I sentieri di Cimbricus / Nessun confronto, please, siamo inglesi
Mercoledì 12 Marzo 2025
“Nessun paragone possibile o credibile con l’Italia dove da lunghe ere (gli anni sono una dimensione risibile …) si chiacchiera di nuove sistemazioni per le squadre milanesi e romane senza che si proceda di un pollice.”
Giorgio Cimbrico
La caduta dei templi: hanno cominciato con Highbury, hanno proseguito con Wembley, con White Hart Lane, con Upton Park, tutti sostituiti da stadi grandi, capienti, bellissimi, costati un occhio della testa: la nuova casa del Tottenham ha superato il miliardo di sterline. Chi ha sempre detto che gli inglesi amano la tradizione, deve fare ammenda. Gli inglesi amano fare affari con la passione. O far della passione un affare. Che è più o meno la stessa cosa.

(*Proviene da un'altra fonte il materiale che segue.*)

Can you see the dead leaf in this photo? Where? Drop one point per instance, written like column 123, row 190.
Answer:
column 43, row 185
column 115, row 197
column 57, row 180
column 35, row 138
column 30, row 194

Ora toccherà a Old Trafford: il progetto che cambierà volto allo stadio del Manchester United prenderà corpo e vita in cinque anni per un prodotto finale da 100.000 spettatori, il più grande del Regno Unito. Con l’auspicio che la ristrutturazione non dimentichi l’orologio che segna la tragedia del 1958, quando metà dei Busby’s Boys morirono nella neve sporca di una pista di decollo a Monaco di Baviera, e la statua di sir Matt, il vecchio demiurgo.
Per il nuovo Old Trafford la cifra stimata è due miliardi e mezzo di sterline. Jim Radcliffe, mister Ineos, può togliere i pasti ai volontari e agli steward, offrire solo un po’ di frutta, ma non teme di affrontare cifre da capogiro senza badare alla classifica deficitaria di Red Devils che, al tempo di sir Alex Ferguson, piantavano la loro forca e lo code puntute in patria e in Europa.

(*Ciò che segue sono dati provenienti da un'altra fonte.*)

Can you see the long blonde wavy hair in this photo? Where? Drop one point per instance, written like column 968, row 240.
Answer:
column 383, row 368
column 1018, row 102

La visione è sostenuta dalla previsione. Dotate la città di uno stadio gigantesco, bellissimo, raggiungibile, dotato di ogni tipo di servizio e avrete una risposta economica formidabile: quasi due milioni di visitatori in più all’anno. Che per una città con poche attrattive come Manchester è una cifra che fa tremare i polsi e fa fremere chi sta per inoltrarsi in questo affare che più che con lo sport ha a che fare con la finanza, con il capitalismo spinto che ha invaso la vita, il mondo, le nostre esistenze e governa tutte queste dimensioni.

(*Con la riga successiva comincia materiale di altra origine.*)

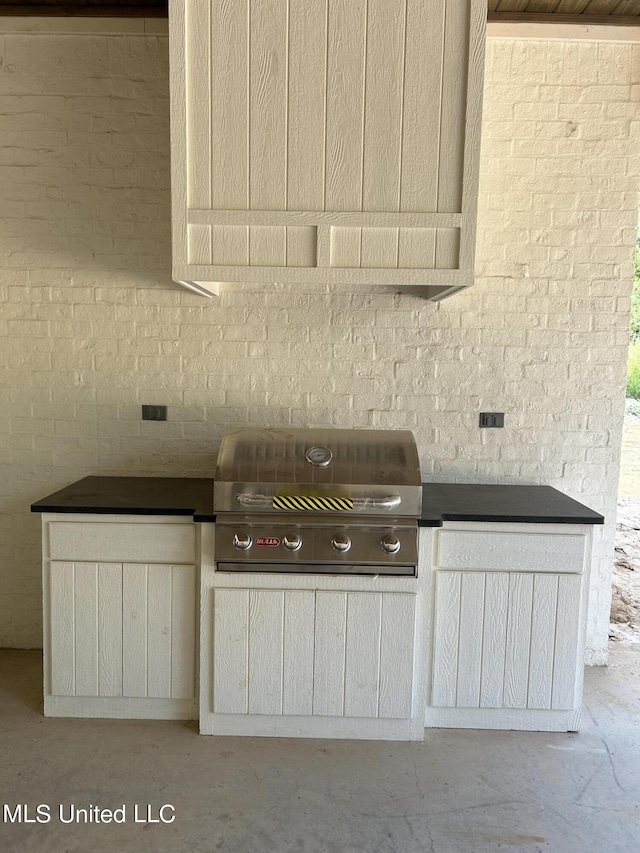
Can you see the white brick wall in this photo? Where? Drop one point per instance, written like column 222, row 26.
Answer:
column 91, row 325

Anche Twickenham, la Fortezza del rugby (che ora si chiama Allianz, dopo i 100 milioni ricevuti dalla compagnia di assicurazione che ha già etichettato l’Arena di Monaco di Baviera e lo stadio di Dublino), vuol cambiare. E anche in questo caso le cifre previste per l’ampliamento, i collegamenti, i servizi sono giganteschi. Tanto che, alla partenza dei lavori, si parla di uno spostamento dei match dell’Inghilterra a Wembley o allo stadio olimpico di Stratford, nell’estremo East End. E’ bene ricordare che oggi, ogni apertura dei cancelli a Twickenham significa una cifra attorno ai 15 milioni. Anche qualcosa di più se a novembre arrivano gli All Blacks e gli Springboks.
Nessun paragone possibile con l’Italia dove da lunghe ere (gli anni sono una dimensione risibile …) si chiacchiera di nuove sistemazioni per le squadre milanesi e romane senza che si proceda di un pollice.
Una nota dettata dall’estetica: la cerimonia d’apertura di Milano-Cortina 2026, tra meno di un anno, è prevista tra i quattro brutti torracchioni di San Siro, un luogo che non possiede la “luce”, l’aura per dare il via ai Giochi. Considerata la dispersione che è la caratteristica di questa edizione sarebbe stato meglio parcellizzare anche la cerimonia: a Cortina, a Bormio, ad Anterselva, a Predazzo. Molto semplice: sarebbe stato più bello. Più luminoso.